Gaudapada is ParamaGuru of Shankara. Guru Govinda was Shankara's guru. So if we find the date of Guru, we can arrive at the date of Shishya. Gaudapada lived after the major Buddhist writers especially, Vasubhandhu, Nagarjuna, aryadeva (disciple of Nagarjuna) whose work he clearly reflects. In the 6th century work of Bhavaviveka, there is a direct quotations from Guadapada. Bhavaviveka was junior contemproary of Dharmapala whose date is confirmed by Chinese travellers in 5th century AD. So he has to be earlier than that, that is 5th century AD.  Traditional advaitha list Gaudapada is student of Shukdeva who in turn was student of Ved Vyasa of Mahabharata.
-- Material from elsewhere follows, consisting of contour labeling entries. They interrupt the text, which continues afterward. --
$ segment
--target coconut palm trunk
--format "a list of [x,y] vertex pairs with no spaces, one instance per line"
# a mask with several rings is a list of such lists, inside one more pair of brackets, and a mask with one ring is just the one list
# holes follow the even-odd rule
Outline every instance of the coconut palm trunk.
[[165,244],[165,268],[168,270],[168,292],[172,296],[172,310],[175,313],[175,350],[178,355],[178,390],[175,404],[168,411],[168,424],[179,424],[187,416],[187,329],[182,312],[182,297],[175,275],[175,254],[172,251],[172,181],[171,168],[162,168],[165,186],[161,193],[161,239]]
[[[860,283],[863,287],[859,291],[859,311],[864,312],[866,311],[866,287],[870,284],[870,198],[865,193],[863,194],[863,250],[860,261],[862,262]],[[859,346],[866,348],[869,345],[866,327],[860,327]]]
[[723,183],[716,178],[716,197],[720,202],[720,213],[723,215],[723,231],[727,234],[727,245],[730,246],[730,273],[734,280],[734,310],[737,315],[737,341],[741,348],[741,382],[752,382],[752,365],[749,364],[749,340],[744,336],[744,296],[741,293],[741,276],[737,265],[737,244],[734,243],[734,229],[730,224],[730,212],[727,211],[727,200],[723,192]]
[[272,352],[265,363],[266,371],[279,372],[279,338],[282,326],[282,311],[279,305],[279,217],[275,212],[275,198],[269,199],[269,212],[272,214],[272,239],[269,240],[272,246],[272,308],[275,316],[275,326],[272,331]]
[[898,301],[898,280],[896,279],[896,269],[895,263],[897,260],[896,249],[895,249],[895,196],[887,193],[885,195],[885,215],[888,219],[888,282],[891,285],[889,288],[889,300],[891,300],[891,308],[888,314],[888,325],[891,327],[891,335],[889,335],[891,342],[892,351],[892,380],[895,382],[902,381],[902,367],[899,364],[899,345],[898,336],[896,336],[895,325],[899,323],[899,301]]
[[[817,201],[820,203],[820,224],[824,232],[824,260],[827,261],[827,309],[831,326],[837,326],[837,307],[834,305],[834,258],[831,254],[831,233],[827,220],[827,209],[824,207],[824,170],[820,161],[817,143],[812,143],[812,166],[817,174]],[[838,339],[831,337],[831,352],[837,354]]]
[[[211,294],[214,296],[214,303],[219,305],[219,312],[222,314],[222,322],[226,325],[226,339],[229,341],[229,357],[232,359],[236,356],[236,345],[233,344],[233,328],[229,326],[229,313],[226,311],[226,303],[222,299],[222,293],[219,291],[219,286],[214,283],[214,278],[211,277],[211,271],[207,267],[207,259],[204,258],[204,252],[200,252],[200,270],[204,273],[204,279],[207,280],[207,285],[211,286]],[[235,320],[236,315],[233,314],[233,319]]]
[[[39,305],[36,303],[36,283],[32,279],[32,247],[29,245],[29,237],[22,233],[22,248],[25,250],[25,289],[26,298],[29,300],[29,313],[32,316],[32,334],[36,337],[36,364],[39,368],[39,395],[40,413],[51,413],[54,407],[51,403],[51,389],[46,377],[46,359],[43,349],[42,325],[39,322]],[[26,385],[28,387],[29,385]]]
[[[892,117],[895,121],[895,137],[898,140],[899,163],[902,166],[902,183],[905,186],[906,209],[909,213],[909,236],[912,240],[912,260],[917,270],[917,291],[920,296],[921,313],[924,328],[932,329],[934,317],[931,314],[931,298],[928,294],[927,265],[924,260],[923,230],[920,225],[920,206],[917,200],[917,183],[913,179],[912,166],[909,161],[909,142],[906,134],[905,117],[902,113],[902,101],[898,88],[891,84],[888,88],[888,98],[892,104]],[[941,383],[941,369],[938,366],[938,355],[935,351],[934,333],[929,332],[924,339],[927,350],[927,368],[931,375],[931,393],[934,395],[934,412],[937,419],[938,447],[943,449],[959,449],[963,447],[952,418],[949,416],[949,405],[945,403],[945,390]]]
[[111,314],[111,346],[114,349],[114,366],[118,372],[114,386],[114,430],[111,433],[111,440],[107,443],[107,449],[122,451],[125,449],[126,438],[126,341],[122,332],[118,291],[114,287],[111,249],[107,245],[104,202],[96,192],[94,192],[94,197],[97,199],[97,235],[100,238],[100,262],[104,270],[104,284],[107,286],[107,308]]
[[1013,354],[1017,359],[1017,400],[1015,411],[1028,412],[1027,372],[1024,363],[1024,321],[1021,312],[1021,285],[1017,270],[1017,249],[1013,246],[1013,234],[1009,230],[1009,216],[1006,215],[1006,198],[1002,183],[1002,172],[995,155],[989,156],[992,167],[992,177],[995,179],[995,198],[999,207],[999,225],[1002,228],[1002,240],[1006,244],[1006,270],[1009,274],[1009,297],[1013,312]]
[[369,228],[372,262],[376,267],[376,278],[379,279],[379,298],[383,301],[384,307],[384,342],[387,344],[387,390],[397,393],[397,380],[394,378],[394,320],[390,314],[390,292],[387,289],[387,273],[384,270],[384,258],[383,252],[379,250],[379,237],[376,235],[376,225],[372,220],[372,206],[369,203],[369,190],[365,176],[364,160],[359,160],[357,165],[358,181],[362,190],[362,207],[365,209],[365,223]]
We can even argue bhavaviveka and Gaudapada are arguing from same source. Many also argue that Gaudapada is a institution not a person. To cut short the discussion, we can say that Gaudapada lived around 5th century AD. When shankara says Gaudapada to be his paramaguru, we have to take the context. Guru Govinda padacharya was shankara's guru and his guru greatest Guru is Guru Gaudapada. In this context we can see shankara comes around 800 AD date.

The official date accepted currently is 788-820 CE, and the Government of India celebrated the 1200th anniversary of Sankara's birth in 1988. This date is largely based upon one traditional view prevalent in India.